The only option DBMS option would be to get our IT dept to provide a virtual MSSQL server. However this is a painful and drawn out process which involves being prioritised by the COO office, having a systems architect provide a plan, go through an approval process and if successful then implemented by a different systems architect etc. I’ve been through these processes before and can’t begin to describe the delay, cost and pain of going through these. Sadly our IT is monolithic in every sense of the word.

The current solution I have in place is a FileMaker Pro stand-alone runtime app residing on the shared drive; any user can launch this and it’s an a workable solution. But there is strict file locking through the runtime that means that no one else can read or write (basically they can’t run the app at all).

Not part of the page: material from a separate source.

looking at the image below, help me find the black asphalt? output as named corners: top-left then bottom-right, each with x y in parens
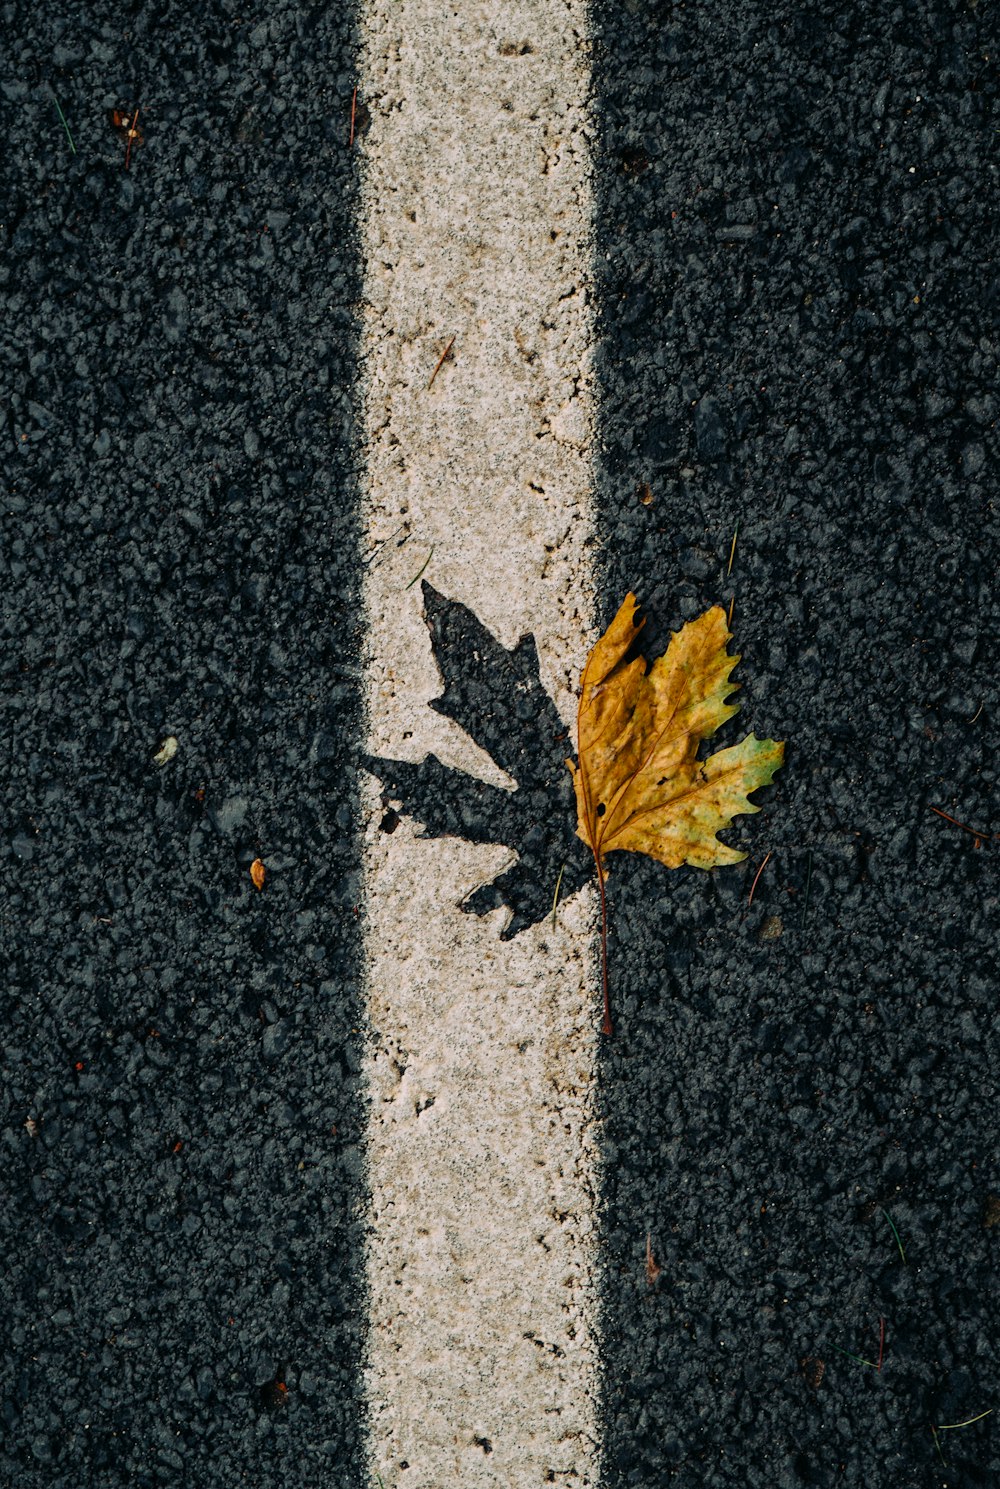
top-left (3, 4), bottom-right (368, 1485)
top-left (591, 3), bottom-right (999, 1485)
top-left (2, 3), bottom-right (998, 1488)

I’ve tested a xojo SQLite solution and it works fine on the shared drive with concurrent usage in preliminary testing, but this clearly runs the risk of database corruption.

I was hoping that I’d a console app could simulate the file lock for database writes but sounds like that can’t happen, and actually it may be simpler and easier to just use a lock file as suggested by @Karen Atkocius

Thanks once again all, and grateful for any further suggestions…

This is one corruption too much. I am administrating MS SQL Server databases for more than 20 years and RB / CubeSQLServer for about 10 years - not one single corruption!

I agree, but as I said, I did not write either of them…

I ended up having to toss CubeSQL and go back to PostgreSQL on a recent project though… I needed to import a very large data set from the SEC (800+ mb) and after the fourth attempt I gave up on it. It just generated random memory leaks and then disappeared without at trace. Sometimes it would happen on the first import and sometimes it would run for almost a month with a nightly import before it would die.

I have CubeSQL databases larger than 1 GB, including BLOBS, and they run well and fast. Any reason why it failed?